Term: drowned spring
Description: See spring, drowned.
Term: dry cave
Description: A cave without a running stream [10]. See also dead cave.
Term: dry hole
Description: A hole not obtaining any production. A non-producing well [16].
Term: dry valley
Description: 1. Valley that lacks a permanent surface stream. Dry valleys are common on carbonate rocks with good primary permeability and occur on other permeable rocks such as sandstone. Dry valleys on cavernous limestone were formed when streams flowed on the surface, either before secondary permeability and cave systems developed, or when caves were blocked by ground ice in periglacial climates.
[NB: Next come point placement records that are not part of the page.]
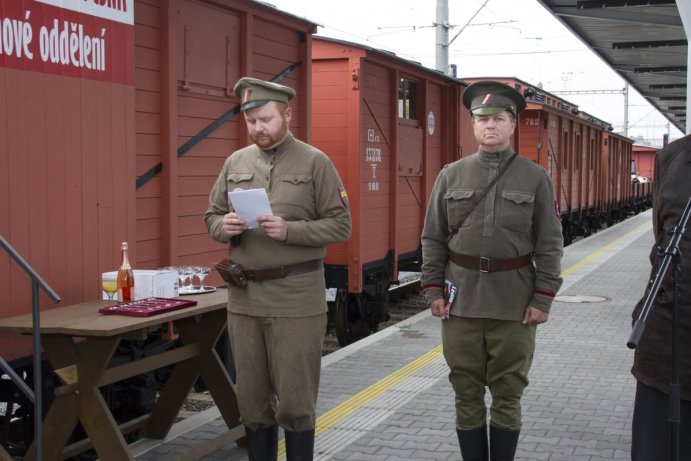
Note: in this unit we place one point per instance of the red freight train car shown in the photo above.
(95, 156)
(582, 156)
(119, 137)
(389, 125)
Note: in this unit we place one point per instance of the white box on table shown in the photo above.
(158, 283)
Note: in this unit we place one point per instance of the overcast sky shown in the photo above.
(504, 38)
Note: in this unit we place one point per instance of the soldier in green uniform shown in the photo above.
(501, 252)
(277, 320)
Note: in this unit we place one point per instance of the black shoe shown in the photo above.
(299, 445)
(502, 444)
(262, 444)
(473, 443)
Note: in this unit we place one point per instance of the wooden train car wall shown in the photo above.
(617, 190)
(389, 125)
(103, 104)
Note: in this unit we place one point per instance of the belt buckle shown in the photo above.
(484, 264)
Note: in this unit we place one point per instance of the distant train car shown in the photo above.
(389, 125)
The valleys became dry when underground drains formed or were re-opened, capturing first part and then all of the surface drainage [9].2. A valley that lacks a surface water channel; common in the chalk of southern England [10]. 3. Elongated recesses and valleys at the bottom of which are dolines, jamas and caves. 4. A valley form of fluvial or periglacial origin in which surface drainage is intermittent or totally absent. Fossil, usually with steep scree slopes, it is variously identifiable as a product of nival processes or higher water tables subsequently lowered by allogenic valley [19]. Synonyms: (French.) vallee seche; (German.) Trockental; (Greek.) xera kilas; (Italian.) valle morta, valle asciutta; (Russian.) suhaja dolina; (Spanish.) valle seco; (Turkish.) kuru vadi; (Yugoslavian.) suha dolina.
Term: duck; duck-under
Description: 1. A place where water reaches the cave roof for a short distance and can be passed by quick submergence without swimming. 2. In cave diving, a longer stretch of passage where the water is so close to the roof that crawling or swimming beneath the water surface is needed to pass [10].
Term: dug well
Description: A hand excavated well [16].
Term: dune limestone
Description: (Australian.) See eolian calcarenite.
Term: Dupuit's assumption
Description: A simplifying assumption for the solution of a free surface well flow problem [16] (e.g. a water-table aquifer.) It is based on the assumption that the slope of the phreatic surface is negligibly small so that the equipotential lines are vertical and flow is essentially horizontal.
Term: duration curve
Description: A cumulative frequency curve of a continuous time series of hydrologic parameters [16].
Term: Durchgangshohle
Description: (German.) See through cave.
Term: dye gaging
Description: See tracer gaging.
Term: dye test
Description: Determination of direction and rate of flow of streams by marking them with dye at the infiltration area and then identifying and timing the reappearance of color at lower-lying springs, in river beds and elsewhere in a cave system [20]. Synonyms: (French.) coloration; (German.) Farbung, Farbversuch; (Greek.) chrostike ichnithetesis; (Italian.) tracciamento con colorante; (Russian.) method krasjascih, indikatorov; (Spanish.) coloracion; (Turkish.) boya deneyi; (Yugoslavian.) bojenje, barvanje. See also tracer.
Term: dynamic phreas
Description: See phreas, dynamic.
Term: dynamic similarity
Description: A scaling procedure of model and prototype where the relationship of dynamic parameters is retained [16].
Term: dynamometer
Description: A device used to measure the momentum force of a stream velocity [16].